Tuesday, March 22, 2011

JDIZZY's 365 # 316: Winds Of The Old Days

Winds Of The Old Days - Joan Baez (1975)

No one sings Bob Dylan (besides the bard himself) better than Joanie.

It also appears no one writes about him as well.

On her 1975 classic Diamonds And Rust, she presents us with two classic tracks about the voice of a generation. The better known of the two is the title track. It is Baez in "exorcising the demons" mode. Recorded on the edge of her infamous reunion with Dylan on The Rolling Thunder Revue Tour, she describes how much she loved and hated Dylan at the same time. The anger in the song has resonated through the years, with a metal cover performed by Judas Priest. The tender side of the song was picked up on by Richie Blackmore for his Blackmore's Night project.

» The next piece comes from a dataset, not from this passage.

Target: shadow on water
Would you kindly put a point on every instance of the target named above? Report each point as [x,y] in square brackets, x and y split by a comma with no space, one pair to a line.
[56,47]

Still, the tune about Dylan I've loved above all others comes on the second side of the original vinyl disc. It has never been famously covered or heralded. It's basically overlooked in the power of the former's glow. Yet "Winds Of the Old Days" let's you know just how much Joan Baez cares for Bob Dylan in under four minutes. It is a beautiful tribute to a tempestuous talent that is ripe for rediscovery, as is much of Baez's recorded output. From olde English ballads to modern masters, she is the consummate interpreter of song.

But here, on her own composition, we see her as Bob once saw her when he pinned "Visions Of Johanna". This is life affirming music that should not be overlooked any longer.


  1. "Now you're telling me you're not nostalgic? Give me another word for it; you who are so good with words, and at keeping things vague."

    I've never overlooked this song, and have always felt it was her public message to Bob, while Diamonds & Rust was the private version of things.
    If I have a criticism of this song, it's that it comes over a little slickly over-produced -- where the same could be said for Diamonds & Rust, the lyrics are much more personal, which I think makes up for the over-production (and why it lends itself so much more to covers than Winds of the Old Days -- find a girl who can't personally identify with D&R -- I still almost cry playing it at home).

  2. "Cause Idols are best when they're made of stone/ Savior's a nuisance to live with at home/ Stars often fall, heroes go unsung/ And martyr's most certainly die too young."
    It really is hard to pick between the two but that couplet, as well as the "you're a savage gift on a wayward bus" brings tears to my eyes. Maybe it's because its almost a platonic love song to Dylan, which makes me feel like I could have written it. I love that we are all writing blogs. 21st century mix tapes........ although it would be incredible to do it in person again!